Ralph suggested trying master, but I haven’t had a chance to try this yet. I’ll 
try it today and see if it works for me now.

Cheers,
Ben


> On 5 Jun 2018, at 6:28 am, r...@open-mpi.org wrote:
> 
> Yes, that does sound like a bug - the #connects must equal the #disconnects.
> 
> 
>> On Jun 4, 2018, at 1:17 PM, marcin.krotkiewski <marcin.krotkiew...@gmail.com 
>> <mailto:marcin.krotkiew...@gmail.com>> wrote:
>> 
>> huh. This code also runs, but it also only displays 4 connect / disconnect 
>> messages. I should add that the test R script shows 4 connect, but 8 
>> disconnect messages. Looks like a bug to me, but where? I guess we will try 
>> to contact R forums and ask there.
>> Bennet: I tried to use doMPI + startMPIcluster / closeCluster. In this case 
>> I get a warning about fork being used:
>> 
>> --------------------------------------------------------------------------
>> A process has executed an operation involving a call to the
>> "fork()" system call to create a child process.  Open MPI is currently
>> operating in a condition that could result in memory corruption or
>> other system errors; your job may hang, crash, or produce silent
>> data corruption.  The use of fork() (or system() or other calls that
>> create child processes) is strongly discouraged.
>> 
>> The process that invoked fork was:
>> 
>>   Local host:          [[36000,2],1] (PID 23617)
>> 
>> If you are *absolutely sure* that your application will successfully
>> and correctly survive a call to fork(), you may disable this warning
>> by setting the mpi_warn_on_fork MCA parameter to 0.

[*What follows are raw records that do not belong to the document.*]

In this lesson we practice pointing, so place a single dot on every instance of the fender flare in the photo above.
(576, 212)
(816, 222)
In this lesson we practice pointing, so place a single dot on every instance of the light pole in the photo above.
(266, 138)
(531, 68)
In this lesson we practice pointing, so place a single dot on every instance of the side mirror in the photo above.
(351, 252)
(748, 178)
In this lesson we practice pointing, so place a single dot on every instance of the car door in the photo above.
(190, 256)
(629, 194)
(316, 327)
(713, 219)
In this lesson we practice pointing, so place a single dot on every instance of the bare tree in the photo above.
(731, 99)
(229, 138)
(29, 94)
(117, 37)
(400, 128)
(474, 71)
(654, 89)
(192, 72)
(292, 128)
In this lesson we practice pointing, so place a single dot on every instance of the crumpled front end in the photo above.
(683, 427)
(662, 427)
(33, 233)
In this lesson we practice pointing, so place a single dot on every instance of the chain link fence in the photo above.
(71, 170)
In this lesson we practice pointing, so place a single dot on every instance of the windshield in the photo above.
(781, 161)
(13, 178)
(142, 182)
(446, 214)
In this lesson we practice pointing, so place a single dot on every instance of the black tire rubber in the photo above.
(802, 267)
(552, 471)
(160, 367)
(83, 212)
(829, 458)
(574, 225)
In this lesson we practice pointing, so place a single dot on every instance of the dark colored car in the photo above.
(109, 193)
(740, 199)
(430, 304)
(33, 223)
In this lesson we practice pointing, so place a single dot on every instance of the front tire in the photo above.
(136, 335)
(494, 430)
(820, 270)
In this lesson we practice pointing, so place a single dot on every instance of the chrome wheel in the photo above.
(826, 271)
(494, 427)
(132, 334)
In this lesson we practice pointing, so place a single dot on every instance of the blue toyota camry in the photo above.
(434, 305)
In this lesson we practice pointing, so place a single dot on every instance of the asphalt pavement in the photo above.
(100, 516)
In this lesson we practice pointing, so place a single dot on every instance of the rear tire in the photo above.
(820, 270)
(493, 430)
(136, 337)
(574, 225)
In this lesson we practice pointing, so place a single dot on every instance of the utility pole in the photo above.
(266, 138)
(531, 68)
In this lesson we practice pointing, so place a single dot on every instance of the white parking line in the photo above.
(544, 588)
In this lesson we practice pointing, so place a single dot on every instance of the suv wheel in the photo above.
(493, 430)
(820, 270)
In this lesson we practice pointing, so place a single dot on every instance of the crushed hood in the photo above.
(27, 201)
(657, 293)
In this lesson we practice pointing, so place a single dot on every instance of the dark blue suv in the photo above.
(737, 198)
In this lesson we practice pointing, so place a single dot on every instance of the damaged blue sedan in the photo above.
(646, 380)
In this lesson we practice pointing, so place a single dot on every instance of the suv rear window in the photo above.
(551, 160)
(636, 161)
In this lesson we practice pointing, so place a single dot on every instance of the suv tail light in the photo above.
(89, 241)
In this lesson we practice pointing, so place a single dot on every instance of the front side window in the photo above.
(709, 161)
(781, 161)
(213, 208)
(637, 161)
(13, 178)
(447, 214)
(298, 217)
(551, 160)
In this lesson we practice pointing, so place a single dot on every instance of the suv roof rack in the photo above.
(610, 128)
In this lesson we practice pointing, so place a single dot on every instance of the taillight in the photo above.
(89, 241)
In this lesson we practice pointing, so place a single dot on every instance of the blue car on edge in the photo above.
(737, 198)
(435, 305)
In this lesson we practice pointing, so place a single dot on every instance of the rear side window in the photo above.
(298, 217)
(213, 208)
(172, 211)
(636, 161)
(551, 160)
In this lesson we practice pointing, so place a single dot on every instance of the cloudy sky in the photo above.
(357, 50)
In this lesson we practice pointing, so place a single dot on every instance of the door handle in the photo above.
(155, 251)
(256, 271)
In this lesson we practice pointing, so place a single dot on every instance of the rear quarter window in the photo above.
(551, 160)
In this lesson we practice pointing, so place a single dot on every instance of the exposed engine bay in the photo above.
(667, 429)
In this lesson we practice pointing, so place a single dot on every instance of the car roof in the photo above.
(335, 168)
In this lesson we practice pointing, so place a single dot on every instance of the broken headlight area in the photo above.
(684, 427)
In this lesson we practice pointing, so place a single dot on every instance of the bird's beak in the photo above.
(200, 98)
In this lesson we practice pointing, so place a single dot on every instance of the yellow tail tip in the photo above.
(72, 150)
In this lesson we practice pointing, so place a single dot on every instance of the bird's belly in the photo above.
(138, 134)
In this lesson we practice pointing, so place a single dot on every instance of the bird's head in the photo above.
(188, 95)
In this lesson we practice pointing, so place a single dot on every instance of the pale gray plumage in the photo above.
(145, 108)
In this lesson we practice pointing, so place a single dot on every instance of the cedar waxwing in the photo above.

>> --------------------------------------------------------------------------
>> And the process hangs as well - no change.
>> Marcin
>> 
>> 
>> On 06/04/2018 05:27 PM, r...@open-mpi.org <mailto:r...@open-mpi.org> wrote:
>>> It might call disconnect more than once if it creates multiple 
>>> communicators. Here’s another test case for that behavior:
>>> 
>>> 
>>> 
>>> 
>>>> On Jun 4, 2018, at 7:08 AM, Bennet Fauber <ben...@umich.edu> 
>>>> <mailto:ben...@umich.edu> wrote:
>>>> 
>>>> Just out of curiosity, but would using Rmpi and/or doMPI help in any way?
>>>> 
>>>> -- bennet
>>>> 
>>>> 
>>>> On Mon, Jun 4, 2018 at 10:00 AM, marcin.krotkiewski
>>>> <marcin.krotkiew...@gmail.com> <mailto:marcin.krotkiew...@gmail.com> wrote:
>>>>> Thanks, Ralph!
>>>>> 
>>>>> Your code finishes normally, I guess then the reason might be lying in R.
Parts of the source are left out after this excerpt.